# `DTM` Tutorial
   
This notebook is to show examples of how to use the `dtm` module.

A "document" is a generic term for any text, but in the context of this module, it will refer to a tokenised text. Once it is possible to count the tokens in a document, it is also possible to calculate the number of terms (unique tokens) in that document. You can list these counts in a table with a term as the header of a column and a count as its value:

| Doc                   | a    | abandoned | abatement | abbeyland | ... |
|-----------------------|------|-----------|-----------|-----------|-----|
| Pride_and_Prejudice   | 1940 | 0         | 1         | 0         | ... |

If you have more than one document, you can put it on a separate line.

| Doc                   | a    | abandoned | abatement | abbeyland | ... |
|-----------------------|------|-----------|-----------|-----------|-----|
| Pride_and_Prejudice   | 1940 | 0         | 1         | 0         | ... |
| Sense_and_Sensibility | 2042 | 1         | 1         | 1         | ... |

This is called a document-term matrix, or DTM for short. DTMs are typically a starting point for computational forms of text analysis. In this tutorial, we will learn how to use Lexos to generate a DTM and obtain statistics from its matrix.
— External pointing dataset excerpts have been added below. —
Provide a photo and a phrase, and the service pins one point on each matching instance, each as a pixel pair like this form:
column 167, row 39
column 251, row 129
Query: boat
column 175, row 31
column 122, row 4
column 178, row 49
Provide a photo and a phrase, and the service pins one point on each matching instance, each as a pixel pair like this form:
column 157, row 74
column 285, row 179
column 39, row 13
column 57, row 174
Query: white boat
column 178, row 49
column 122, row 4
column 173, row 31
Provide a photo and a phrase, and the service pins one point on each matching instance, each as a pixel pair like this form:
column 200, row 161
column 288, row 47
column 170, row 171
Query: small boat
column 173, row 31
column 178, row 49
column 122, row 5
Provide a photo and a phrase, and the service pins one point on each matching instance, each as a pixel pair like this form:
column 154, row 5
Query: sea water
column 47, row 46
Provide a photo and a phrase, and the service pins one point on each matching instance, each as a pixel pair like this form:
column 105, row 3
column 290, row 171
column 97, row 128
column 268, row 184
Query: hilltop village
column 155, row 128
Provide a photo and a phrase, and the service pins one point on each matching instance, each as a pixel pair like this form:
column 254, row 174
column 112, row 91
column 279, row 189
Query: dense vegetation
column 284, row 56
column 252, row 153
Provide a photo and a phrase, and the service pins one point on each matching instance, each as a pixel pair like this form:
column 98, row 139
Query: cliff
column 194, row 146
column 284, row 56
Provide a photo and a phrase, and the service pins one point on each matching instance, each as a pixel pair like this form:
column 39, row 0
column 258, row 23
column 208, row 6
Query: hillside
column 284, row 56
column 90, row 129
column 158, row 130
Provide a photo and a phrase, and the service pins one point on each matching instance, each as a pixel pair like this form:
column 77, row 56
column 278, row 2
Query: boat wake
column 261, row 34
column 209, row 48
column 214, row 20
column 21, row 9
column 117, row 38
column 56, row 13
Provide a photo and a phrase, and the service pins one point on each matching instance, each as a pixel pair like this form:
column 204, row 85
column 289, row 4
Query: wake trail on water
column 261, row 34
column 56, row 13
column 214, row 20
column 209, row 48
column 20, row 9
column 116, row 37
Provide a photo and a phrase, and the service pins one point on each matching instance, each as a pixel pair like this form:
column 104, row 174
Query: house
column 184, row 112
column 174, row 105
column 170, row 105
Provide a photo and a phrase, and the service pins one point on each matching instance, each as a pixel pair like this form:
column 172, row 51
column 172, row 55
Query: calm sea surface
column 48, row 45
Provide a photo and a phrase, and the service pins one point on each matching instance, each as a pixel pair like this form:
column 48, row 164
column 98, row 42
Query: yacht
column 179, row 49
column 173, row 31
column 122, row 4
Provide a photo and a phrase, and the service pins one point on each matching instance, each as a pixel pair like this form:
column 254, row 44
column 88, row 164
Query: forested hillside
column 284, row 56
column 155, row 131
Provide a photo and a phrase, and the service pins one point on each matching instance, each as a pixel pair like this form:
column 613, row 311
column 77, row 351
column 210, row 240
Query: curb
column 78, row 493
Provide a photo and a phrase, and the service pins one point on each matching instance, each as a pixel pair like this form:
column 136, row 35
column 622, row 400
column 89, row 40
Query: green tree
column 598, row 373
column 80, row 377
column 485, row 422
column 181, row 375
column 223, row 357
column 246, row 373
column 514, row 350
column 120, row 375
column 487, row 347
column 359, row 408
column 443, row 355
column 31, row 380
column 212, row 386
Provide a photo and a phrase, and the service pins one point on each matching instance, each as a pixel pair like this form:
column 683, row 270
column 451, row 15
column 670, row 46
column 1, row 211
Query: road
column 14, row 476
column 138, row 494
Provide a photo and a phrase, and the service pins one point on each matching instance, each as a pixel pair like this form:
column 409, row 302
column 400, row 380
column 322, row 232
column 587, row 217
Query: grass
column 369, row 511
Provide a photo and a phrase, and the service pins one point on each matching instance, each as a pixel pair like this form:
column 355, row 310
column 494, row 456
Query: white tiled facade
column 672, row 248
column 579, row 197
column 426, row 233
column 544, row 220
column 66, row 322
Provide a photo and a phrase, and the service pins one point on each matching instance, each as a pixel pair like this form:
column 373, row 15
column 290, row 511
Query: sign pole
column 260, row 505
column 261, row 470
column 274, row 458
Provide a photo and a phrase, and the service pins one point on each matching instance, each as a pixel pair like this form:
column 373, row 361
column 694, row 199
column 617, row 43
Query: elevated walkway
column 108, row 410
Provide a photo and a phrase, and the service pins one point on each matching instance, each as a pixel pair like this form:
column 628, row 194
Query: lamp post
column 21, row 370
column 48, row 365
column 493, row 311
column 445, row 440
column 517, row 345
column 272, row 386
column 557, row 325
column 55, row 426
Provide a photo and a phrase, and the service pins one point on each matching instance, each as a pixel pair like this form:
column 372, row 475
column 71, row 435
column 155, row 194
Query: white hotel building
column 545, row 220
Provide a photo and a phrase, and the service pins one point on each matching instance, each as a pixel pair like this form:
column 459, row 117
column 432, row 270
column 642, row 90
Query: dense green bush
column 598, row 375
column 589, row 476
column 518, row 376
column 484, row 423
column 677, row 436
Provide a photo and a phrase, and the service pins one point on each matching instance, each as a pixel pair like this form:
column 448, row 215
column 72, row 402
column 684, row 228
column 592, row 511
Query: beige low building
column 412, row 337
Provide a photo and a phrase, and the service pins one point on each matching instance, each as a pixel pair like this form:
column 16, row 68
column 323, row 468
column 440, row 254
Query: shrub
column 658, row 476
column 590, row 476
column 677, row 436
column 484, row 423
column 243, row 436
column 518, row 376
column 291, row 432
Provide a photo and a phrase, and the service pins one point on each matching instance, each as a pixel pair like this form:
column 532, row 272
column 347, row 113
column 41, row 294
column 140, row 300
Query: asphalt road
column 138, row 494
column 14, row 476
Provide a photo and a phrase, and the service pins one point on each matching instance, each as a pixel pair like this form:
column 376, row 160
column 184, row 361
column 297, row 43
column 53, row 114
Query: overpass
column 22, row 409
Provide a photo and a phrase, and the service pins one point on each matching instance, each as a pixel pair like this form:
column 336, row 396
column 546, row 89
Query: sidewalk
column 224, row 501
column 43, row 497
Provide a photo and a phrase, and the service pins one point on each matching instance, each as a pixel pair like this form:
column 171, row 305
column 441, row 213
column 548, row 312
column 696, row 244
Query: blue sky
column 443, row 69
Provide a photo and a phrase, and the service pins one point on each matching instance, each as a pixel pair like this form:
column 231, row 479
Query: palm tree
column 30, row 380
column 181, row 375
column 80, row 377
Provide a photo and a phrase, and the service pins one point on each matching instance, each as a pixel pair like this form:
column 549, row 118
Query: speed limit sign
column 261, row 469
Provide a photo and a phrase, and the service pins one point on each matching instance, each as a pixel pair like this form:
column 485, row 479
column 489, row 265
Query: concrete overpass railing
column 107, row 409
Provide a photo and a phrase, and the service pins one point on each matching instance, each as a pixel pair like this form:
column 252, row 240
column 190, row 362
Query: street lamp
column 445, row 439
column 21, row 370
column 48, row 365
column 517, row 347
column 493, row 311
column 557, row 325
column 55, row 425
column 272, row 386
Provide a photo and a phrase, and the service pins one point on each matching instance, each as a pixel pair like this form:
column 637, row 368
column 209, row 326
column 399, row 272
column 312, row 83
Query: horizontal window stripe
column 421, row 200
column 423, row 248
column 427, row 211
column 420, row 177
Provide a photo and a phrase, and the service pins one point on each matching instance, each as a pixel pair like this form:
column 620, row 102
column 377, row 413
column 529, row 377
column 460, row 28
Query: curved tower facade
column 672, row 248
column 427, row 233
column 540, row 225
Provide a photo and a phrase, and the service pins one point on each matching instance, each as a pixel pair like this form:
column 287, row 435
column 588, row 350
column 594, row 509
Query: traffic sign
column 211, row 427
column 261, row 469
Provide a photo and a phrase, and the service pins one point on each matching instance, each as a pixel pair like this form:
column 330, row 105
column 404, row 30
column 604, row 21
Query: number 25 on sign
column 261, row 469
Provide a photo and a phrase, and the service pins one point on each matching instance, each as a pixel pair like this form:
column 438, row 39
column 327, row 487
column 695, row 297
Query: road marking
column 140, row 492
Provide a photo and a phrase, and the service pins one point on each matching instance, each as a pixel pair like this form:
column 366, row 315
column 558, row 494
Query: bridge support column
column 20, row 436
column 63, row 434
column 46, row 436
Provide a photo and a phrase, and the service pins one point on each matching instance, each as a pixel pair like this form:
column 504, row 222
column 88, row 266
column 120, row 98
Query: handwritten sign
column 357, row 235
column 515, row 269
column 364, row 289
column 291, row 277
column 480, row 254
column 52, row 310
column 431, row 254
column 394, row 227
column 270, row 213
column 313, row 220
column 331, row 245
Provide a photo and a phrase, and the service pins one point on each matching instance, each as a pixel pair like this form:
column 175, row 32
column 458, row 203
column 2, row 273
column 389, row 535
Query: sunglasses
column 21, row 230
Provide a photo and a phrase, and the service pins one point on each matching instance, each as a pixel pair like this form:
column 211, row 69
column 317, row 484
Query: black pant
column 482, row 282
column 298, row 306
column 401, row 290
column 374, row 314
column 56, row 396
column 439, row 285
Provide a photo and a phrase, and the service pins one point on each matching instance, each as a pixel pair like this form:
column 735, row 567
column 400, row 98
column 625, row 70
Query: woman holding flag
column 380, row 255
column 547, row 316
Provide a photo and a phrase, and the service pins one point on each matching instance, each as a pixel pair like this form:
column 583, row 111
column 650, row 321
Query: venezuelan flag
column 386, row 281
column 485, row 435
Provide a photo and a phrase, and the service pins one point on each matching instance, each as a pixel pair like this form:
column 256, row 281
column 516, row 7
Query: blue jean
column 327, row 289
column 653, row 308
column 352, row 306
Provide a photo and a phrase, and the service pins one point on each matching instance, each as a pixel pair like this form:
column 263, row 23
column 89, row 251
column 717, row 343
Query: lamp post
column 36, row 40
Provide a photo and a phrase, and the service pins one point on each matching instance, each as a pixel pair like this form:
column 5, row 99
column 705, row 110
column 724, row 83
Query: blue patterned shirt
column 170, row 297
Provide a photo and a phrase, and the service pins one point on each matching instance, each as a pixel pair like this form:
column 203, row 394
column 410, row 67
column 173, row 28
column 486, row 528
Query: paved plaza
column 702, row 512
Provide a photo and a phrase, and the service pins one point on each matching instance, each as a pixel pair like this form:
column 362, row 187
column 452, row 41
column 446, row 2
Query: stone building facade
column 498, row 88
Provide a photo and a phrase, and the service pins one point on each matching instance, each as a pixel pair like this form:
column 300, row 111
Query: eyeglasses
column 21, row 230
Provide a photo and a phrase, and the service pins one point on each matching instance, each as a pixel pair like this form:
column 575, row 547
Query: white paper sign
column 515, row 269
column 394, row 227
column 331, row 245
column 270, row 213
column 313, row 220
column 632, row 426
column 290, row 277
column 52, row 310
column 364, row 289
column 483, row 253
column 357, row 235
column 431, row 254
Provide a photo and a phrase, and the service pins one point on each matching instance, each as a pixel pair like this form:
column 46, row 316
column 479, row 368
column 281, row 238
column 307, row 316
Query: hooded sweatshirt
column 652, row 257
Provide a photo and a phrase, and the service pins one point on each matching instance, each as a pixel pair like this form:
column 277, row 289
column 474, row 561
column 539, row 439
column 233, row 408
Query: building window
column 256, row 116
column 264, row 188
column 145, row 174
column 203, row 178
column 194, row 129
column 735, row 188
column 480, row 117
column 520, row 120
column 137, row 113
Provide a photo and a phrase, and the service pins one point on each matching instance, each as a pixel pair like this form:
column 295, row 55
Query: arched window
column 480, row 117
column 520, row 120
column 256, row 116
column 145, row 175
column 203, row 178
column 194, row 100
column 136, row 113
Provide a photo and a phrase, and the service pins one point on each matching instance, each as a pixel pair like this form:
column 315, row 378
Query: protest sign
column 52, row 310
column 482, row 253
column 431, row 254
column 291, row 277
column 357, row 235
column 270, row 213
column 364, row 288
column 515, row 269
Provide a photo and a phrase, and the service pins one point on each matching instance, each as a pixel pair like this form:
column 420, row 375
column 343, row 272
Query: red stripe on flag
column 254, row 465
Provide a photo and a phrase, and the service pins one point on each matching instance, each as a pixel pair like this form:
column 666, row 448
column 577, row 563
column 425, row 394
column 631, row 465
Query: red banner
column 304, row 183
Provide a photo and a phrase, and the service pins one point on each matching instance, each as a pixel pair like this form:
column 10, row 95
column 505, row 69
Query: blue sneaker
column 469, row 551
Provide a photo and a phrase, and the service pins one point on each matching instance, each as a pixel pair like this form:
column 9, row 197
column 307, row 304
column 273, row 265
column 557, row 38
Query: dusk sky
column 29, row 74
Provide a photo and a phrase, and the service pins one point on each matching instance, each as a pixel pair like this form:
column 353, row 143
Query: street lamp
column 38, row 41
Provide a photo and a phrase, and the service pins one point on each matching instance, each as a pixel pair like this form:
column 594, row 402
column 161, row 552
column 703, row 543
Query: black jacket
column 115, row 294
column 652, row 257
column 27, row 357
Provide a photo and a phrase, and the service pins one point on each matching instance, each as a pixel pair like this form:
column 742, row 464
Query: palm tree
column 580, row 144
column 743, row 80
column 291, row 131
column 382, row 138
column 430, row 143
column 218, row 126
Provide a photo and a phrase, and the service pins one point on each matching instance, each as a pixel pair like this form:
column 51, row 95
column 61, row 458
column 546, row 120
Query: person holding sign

It is also important to note that each term is represented by a number, in this case, the number of times each term occurs. A list of such numeric representations is called a _vector_, and the task of transforming a list of document tokens into a DTM is performed by a _vectorizer_. The tables above use a very simple vectorizer to identify raw term counts, but a vectorizer's algorithm can be modified with various weighting and other properties to take account of specific circumstances such as variations in document length. 


## Prepare Sample Data

For this tutorial, we will load Jane Austen's _Pride and Prejudice_, tokenise it, and then cut it into ten segments, which we'll treat as ten separate documents.

In [None]:
import re
from lexos.io.smart import Loader
from lexos import tokenizer
from lexos.cutter.ginsu import Ginsu

loader = Loader()
loader.load("../test_data/txt/Austen_Pride.txt")
text = re.sub("[\r\n|\n]", " ", loader.texts[0]).strip()
doc = tokenizer.make_doc(text)

cutter = Ginsu()
docs = cutter.splitn(doc, n=10)

## Initialise the `DTM` Class

**Arguments:**

- `docs`: A list of spaCy docs or a list of token lists.
- `labels`: A list of string labels for the documents. If not provided, the labels "doc1", "doc2", etc. will be used.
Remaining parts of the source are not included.